Personal information
- Full name: David Brian Gorman
- Born: 13 August 1955 (age 71) Havant, Hampshire, England
- Batting: Right-handed

Domestic team information
- 1981–1988: Berkshire

Career statistics
| Competition | LA |
| Matches | 4 |
| Runs scored | 44 |
| Batting average | 11.00 |
| 100s/50s | –/– |
| Top score | 28 |
| Balls bowled | – |
| Wickets | – |
| Bowling average | – |
| 5 wickets in innings | – |
| 10 wickets in match | – |
| Best bowling | – |
| Catches/stumpings | –/– |
- Source: Cricinfo, 21 September 2010

= David Gorman (cricketer) =

English cricketer

David Brian Gorman (born 13 August 1955) is a former English List A cricketer. A right-handed batsman, he was born at Havant, Hampshire.

Gorman made his Minor Counties Championship debut for Berkshire in 1981 against Buckinghamshire. From 1981 to 1988, he represented the county in 44 Minor Counties Championship matches, the last of which came in the 1996 Championship when Berkshire played Devon. Gorman also played in the MCCA Knockout Trophy for Berkshire. His debut in that competition came in 1984 when Berkshire played Buckinghamshire. From 1984 to 1988, he represented the county in 10 Trophy matches, the last of which came when Berkshire played Oxfordshire in the 1988 MCCA Knockout Trophy. During the 2001 MCCA Knockout Trophy, Gorman played four matches for the combined Channel Islands side, the last of which came against Berkshire. Gorman captained the Channel Islands during these matches.
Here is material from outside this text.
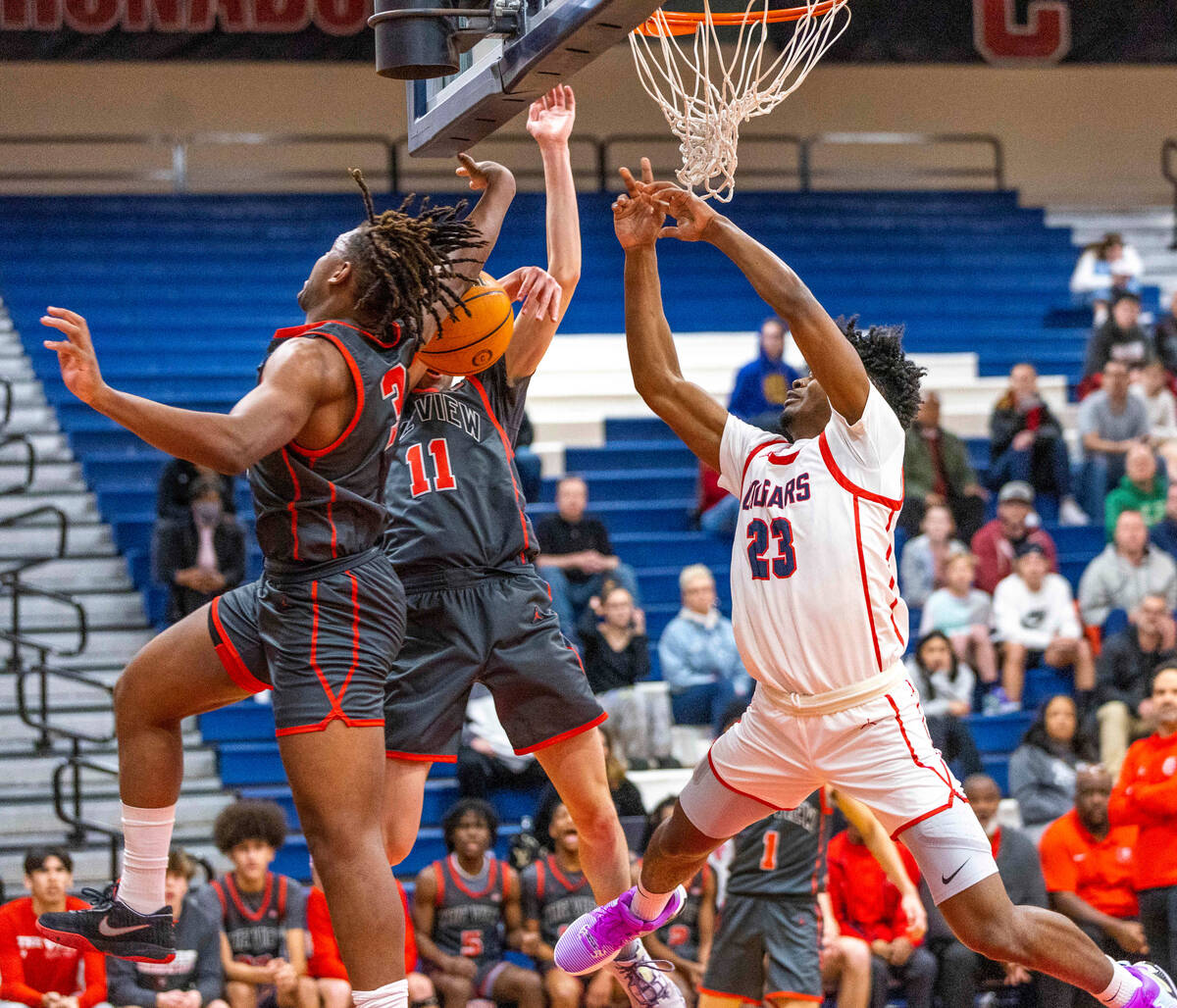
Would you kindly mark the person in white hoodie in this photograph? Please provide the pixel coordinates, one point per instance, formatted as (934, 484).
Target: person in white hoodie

Additionally, he also played List-A matches for Berkshire. His List-A debut for the county came against Kent in the 1984 NatWest Trophy. From 1984 to 1988, he represented the county in 4 matches, with his final List-A match coming when Berkshire played Yorkshire in the 1988 NatWest Trophy at the Memorial Ground, Finchampstead. In his 4 matches, he scored 44 runs at a batting average of 11.00, with a high score of 28.